Of all the clothing items worn by firefighters for structural firefighting, perhaps the most misunderstood are gloves. Among garments, footwear and helmets, they are considered the commodity or a throwaway item of the protective ensemble and are often given little consideration in their purchase.

But hand protection during firefighting is of paramount importance. Burns and other injuries to the hand, though lessened over the years, still represent a significant proportion of all fireground injuries. Where there are complaints about the different elements of the protective ensemble, often gloves top the list. Complaints include them being too bulky or too restrictive on hand movements.

In some cases, departments even forego using products certified to the prevailing NFPA standard, relying on non-compliant gloves that are thinner and seemingly more comfortable to use. There are other instances where gloves have been represented as being compliant with the applicable NFPA 1971 standard and either the claims are not justified or their conformity is questionable. Certainly, the fire service industry can benefit from a better understanding for the selection and use of structural firefighting gloves.

Here are the top five considerations when buying firefighter gloves.

1. Material Selection
All layers must work together to provide protection to the hands. However, in the selection of these layers there are tradeoffs that dictate the use of certain materials to limit the reduction of firefighter dexterity, grip, and tactility.

Shell materials tend to be leather, including cowhide, elk, pigskin, goat and other specialty leathers. These leathers have different characteristics in terms of their durability as well as their suppleness.
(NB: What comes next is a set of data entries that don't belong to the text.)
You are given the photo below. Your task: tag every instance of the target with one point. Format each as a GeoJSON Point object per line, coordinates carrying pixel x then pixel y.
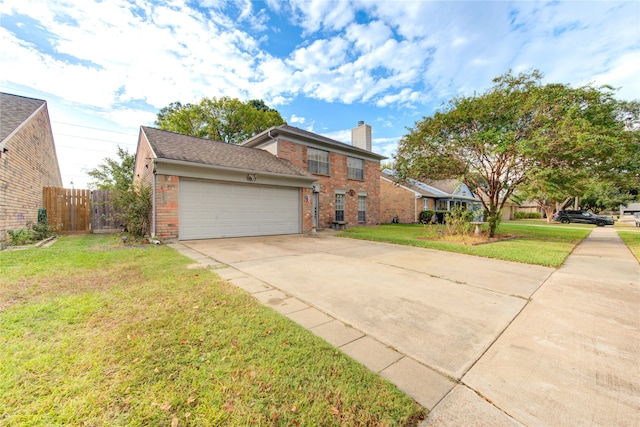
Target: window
{"type": "Point", "coordinates": [339, 207]}
{"type": "Point", "coordinates": [318, 161]}
{"type": "Point", "coordinates": [362, 208]}
{"type": "Point", "coordinates": [355, 168]}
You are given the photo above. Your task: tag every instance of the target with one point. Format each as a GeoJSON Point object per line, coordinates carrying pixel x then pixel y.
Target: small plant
{"type": "Point", "coordinates": [20, 237]}
{"type": "Point", "coordinates": [30, 234]}
{"type": "Point", "coordinates": [458, 221]}
{"type": "Point", "coordinates": [134, 209]}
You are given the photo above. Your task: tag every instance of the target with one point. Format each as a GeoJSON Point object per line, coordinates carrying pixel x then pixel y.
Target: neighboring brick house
{"type": "Point", "coordinates": [28, 161]}
{"type": "Point", "coordinates": [347, 187]}
{"type": "Point", "coordinates": [404, 201]}
{"type": "Point", "coordinates": [282, 181]}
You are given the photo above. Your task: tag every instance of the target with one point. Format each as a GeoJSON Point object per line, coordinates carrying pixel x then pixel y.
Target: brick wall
{"type": "Point", "coordinates": [166, 202]}
{"type": "Point", "coordinates": [337, 181]}
{"type": "Point", "coordinates": [398, 201]}
{"type": "Point", "coordinates": [29, 165]}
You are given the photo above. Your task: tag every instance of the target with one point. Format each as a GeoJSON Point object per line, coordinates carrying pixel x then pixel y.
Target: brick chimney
{"type": "Point", "coordinates": [361, 136]}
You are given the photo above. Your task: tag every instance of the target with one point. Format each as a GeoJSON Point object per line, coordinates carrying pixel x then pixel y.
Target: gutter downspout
{"type": "Point", "coordinates": [153, 196]}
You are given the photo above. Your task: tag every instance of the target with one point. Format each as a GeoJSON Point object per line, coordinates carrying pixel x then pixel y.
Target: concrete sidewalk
{"type": "Point", "coordinates": [464, 336]}
{"type": "Point", "coordinates": [570, 358]}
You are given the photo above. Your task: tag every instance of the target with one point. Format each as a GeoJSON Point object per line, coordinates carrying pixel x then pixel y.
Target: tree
{"type": "Point", "coordinates": [222, 119]}
{"type": "Point", "coordinates": [520, 135]}
{"type": "Point", "coordinates": [114, 174]}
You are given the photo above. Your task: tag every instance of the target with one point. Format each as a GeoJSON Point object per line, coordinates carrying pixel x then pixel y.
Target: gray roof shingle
{"type": "Point", "coordinates": [14, 110]}
{"type": "Point", "coordinates": [174, 146]}
{"type": "Point", "coordinates": [292, 130]}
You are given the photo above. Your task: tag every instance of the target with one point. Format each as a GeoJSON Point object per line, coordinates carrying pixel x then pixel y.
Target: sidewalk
{"type": "Point", "coordinates": [571, 357]}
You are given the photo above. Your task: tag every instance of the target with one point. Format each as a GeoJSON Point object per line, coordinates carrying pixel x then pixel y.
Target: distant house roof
{"type": "Point", "coordinates": [440, 189]}
{"type": "Point", "coordinates": [15, 110]}
{"type": "Point", "coordinates": [174, 146]}
{"type": "Point", "coordinates": [306, 135]}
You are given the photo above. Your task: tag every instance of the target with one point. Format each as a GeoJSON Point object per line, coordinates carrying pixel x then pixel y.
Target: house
{"type": "Point", "coordinates": [346, 187]}
{"type": "Point", "coordinates": [28, 161]}
{"type": "Point", "coordinates": [282, 181]}
{"type": "Point", "coordinates": [403, 202]}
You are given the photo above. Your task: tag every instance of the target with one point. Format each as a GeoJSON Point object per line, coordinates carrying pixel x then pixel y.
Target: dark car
{"type": "Point", "coordinates": [583, 217]}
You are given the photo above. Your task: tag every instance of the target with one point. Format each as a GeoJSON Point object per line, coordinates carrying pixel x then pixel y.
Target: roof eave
{"type": "Point", "coordinates": [232, 169]}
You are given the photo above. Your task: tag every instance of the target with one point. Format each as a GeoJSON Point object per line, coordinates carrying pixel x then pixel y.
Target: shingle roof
{"type": "Point", "coordinates": [174, 146]}
{"type": "Point", "coordinates": [14, 110]}
{"type": "Point", "coordinates": [292, 130]}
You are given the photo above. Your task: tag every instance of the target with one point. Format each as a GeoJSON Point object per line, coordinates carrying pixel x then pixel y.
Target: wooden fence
{"type": "Point", "coordinates": [80, 211]}
{"type": "Point", "coordinates": [103, 215]}
{"type": "Point", "coordinates": [68, 209]}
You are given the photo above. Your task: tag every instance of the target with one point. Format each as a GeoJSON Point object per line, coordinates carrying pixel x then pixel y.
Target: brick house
{"type": "Point", "coordinates": [28, 161]}
{"type": "Point", "coordinates": [282, 181]}
{"type": "Point", "coordinates": [347, 187]}
{"type": "Point", "coordinates": [404, 201]}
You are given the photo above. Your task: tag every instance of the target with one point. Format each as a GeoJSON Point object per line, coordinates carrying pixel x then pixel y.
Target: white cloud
{"type": "Point", "coordinates": [296, 119]}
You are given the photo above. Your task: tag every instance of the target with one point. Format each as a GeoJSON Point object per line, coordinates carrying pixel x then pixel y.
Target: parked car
{"type": "Point", "coordinates": [583, 217]}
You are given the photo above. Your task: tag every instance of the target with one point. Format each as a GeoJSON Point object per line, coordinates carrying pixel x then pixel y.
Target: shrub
{"type": "Point", "coordinates": [30, 234]}
{"type": "Point", "coordinates": [527, 215]}
{"type": "Point", "coordinates": [134, 209]}
{"type": "Point", "coordinates": [458, 221]}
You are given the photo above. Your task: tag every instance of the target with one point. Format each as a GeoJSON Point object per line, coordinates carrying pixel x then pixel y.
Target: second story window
{"type": "Point", "coordinates": [318, 161]}
{"type": "Point", "coordinates": [355, 168]}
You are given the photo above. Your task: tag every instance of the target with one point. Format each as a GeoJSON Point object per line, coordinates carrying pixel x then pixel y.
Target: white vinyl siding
{"type": "Point", "coordinates": [209, 209]}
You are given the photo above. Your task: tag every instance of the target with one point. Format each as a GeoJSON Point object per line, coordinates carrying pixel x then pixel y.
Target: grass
{"type": "Point", "coordinates": [96, 333]}
{"type": "Point", "coordinates": [536, 242]}
{"type": "Point", "coordinates": [632, 240]}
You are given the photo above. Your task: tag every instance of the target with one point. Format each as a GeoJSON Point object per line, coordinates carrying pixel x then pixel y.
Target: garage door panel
{"type": "Point", "coordinates": [215, 209]}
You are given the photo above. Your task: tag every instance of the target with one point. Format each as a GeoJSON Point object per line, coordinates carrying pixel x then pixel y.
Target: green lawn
{"type": "Point", "coordinates": [535, 242]}
{"type": "Point", "coordinates": [632, 240]}
{"type": "Point", "coordinates": [96, 333]}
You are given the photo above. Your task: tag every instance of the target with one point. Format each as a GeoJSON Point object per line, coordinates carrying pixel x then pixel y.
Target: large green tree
{"type": "Point", "coordinates": [222, 119]}
{"type": "Point", "coordinates": [520, 135]}
{"type": "Point", "coordinates": [114, 174]}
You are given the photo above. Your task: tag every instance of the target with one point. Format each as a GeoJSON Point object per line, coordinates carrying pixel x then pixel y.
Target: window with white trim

The thickness of the leather is often dictated by the various performance requirements that are governed by the criteria in NFPA 1971 Standard on Protective Ensembles for Structural and Proximity Fire Fighting.

While thinner leathers may provide better hand mobility, the leather probably will not be rugged enough for fireground use, or simply not provide sufficient insulation. Typically, all leathers are specially tanned for flame resistance. Unfortunately, this has the net effect of stiffening the leather.

Textile shells, principally Kevlar, are being used more and more, but require additional reinforcements to permit needed puncture resistance.
Gloves meeting NFPA 1971 require a continuous barrier throughout the construction of the glove to at least 2 inches past the wrist crease, where the hand joins the arm. The barrier keeps the interior of the gloves dry, but moreover provides integrity of the gloves from penetration by blood, many chemicals and other harmful liquids.

The barrier layer must remain intact during repeated use, and not separate from the glove interior. The most common barrier materials used in gloves are a form of Teflon known as Polytetrafluoroethylene (PTFE) or polyurethane. Any material and its seams that are used as glove barriers must not degrade from high heat exposures.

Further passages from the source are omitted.